Napoli meglio in trasferta che in casa. E con Fabian altra musica..

24 punti in trasferta, 22 in casa. Questo lo score del Napoli in queste prime 22 giornate di campionato. Ebbene sì, meglio lontano dal Maradona che nel proprio stadio. E dire che già nella prima gara casalinga del girone C di Europa League si era avuta la sensazione che in casa il Napoli avesse maggiori problemi. Qualcuno aveva già mangiato la foglia, forse proprio Spalletti. Poi c’è stato il pari interno col Verona che aveva suonato un campanello d’allarme, divenuto quindi realtà col trittico di sconfitte Atalanta-Empoli-Spezia che avrebbero potuto, con risultati differenti, portare il Napoli in vetta alla classifica. Infine il 2-5 di Coppa Italia contro la Fiorentina. Ben 5 sconfitte interne in 15 partite totali stagionali giocate davanti al proprio pubblico. Un terzo, la matematica non è un’opinione.

 

Ma come mai questo andamento migliore lontano da casa? Perché così male nelle ultime partite in casa? Alcune squadre sembrano aver imparato i difetti del Napoli, soprattutto quando la formazione azzurra incontra compagini chiuse a riccio in difesa. Tatticamente il Napoli è più o meno lo stesso da inizio stagione (col 4-2-3-1 di base), a parte qualche cambiamento momentaneo, quando inanellò ben 8 vittorie nelle 8 prime partite. Al di là degli infortuni, al di là dell’incisività del covid, al di là della Coppa d’Africa, al di là delle squalifiche, al di là di qualche decisione arbitrale non proprio coerente con quanto accaduto in campo… il Napoli ha perso punti e partite soprattutto perché ci sono delle partite che comunque deve sbagliare. C’è poco da fare. A causa della sua personalità bipolare. L’1-1 in casa col Verona è risultato che ha già caratterizzato, ad esempio, la scorsa stagione. La sconfitta in casa contro lo Spezia è situazione già verificatasi nella scorsa stagione. Neanche il Napoli delle vittorie record delle prime 8 giornate ha saputo evitare queste sconfitte, sovvertendo risultati temuti e subendo gol che sembravano già scritti (ad esempio quello subito da Cutrone che non faceva gol da tre mesi oppure da Chiesa che tornava da un infortunio di due mesi e che poi si è infortunato nuovamente fino a fine stagione). È un destino infame ma nessuno dei fatti che hanno caratterizzato i risultati negativi di questa stagione ha i crismi della casualità. La fluidità di manovra vista a Bologna per 70 minuti è dovuta al ritorno di Fabian ed alle eccellenti geometrie di Lobotka al pari del ruolo di Zielo che fa il pendolo tra sotto punta e centrocampo.

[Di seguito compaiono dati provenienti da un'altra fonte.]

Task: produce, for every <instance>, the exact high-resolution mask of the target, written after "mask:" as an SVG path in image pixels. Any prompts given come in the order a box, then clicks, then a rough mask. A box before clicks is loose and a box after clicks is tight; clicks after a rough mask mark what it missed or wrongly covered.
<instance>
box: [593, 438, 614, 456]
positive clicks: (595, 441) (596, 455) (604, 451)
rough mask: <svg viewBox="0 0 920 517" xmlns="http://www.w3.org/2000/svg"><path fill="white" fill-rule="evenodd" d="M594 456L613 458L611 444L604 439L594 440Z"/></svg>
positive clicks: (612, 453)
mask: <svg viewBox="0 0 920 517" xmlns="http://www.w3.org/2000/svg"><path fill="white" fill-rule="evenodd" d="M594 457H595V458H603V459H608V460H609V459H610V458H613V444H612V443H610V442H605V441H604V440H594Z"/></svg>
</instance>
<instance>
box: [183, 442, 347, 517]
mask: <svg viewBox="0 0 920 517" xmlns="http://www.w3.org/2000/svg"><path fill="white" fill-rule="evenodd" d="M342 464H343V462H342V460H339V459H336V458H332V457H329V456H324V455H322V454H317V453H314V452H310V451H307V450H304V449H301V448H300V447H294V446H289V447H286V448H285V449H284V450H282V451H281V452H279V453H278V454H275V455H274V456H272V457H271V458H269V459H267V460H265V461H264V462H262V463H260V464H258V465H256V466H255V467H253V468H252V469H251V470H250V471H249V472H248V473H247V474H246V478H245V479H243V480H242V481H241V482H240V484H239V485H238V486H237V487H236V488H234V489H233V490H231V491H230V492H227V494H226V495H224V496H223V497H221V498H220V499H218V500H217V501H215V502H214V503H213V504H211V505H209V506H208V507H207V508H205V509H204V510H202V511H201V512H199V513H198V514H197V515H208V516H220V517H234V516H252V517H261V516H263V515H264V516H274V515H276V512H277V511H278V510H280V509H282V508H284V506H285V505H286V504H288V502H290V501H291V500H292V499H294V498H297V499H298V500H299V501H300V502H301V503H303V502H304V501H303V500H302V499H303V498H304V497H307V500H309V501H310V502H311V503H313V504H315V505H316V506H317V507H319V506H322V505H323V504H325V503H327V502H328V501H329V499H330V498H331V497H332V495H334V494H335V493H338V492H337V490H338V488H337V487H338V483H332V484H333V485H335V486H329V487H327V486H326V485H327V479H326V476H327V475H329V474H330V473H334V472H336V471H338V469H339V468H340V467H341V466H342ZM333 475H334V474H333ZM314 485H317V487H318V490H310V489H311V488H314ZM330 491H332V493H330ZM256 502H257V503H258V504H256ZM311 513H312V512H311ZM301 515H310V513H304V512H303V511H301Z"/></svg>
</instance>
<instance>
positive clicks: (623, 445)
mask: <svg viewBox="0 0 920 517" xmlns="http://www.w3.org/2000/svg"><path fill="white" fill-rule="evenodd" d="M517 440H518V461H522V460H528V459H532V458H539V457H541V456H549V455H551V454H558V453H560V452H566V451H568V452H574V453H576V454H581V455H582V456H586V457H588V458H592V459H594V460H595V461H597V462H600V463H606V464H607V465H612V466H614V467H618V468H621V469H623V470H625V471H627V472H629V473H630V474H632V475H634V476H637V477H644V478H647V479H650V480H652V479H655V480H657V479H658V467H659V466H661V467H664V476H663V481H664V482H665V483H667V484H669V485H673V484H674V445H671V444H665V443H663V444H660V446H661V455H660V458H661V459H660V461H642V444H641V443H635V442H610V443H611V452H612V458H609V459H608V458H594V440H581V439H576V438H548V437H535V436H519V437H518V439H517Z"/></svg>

Il Napoli al completo consta di un undici iniziale che può tenere il passo dell’Inter capolista, acquietando parzialmente la minor forza che può offrire l’esercito dei subentranti azzurri, bravi, ma non talmente tanto, da poter sostituire i “titolarissimi”. Dire che il Napoli è da scudetto è una forzatura da tifoso, eppure questa squadra è lì in classifica, ad insidiare le due milanesi che in questo momento la stanno facendo da padrone. Qualche infortunio in meno, il ritorno dei militanti nella Coppa d’Africa e forse qualcosina ancora sul mercato, e il Napoli potrebbe davvero giocarsela, senza risentirne fisicamente, fino alla fine. Senza dimenticare che fra poco meno di un mese c’è in Europa League un big match dal sapore Champions: Barcellona-Napoli.

Fino alla fine della stagione, il Maradona dovrà tornare a trasformarsi in San Paolo, quello stadio che ingigantisce la forza del Napoli anche nelle gare più proibitive.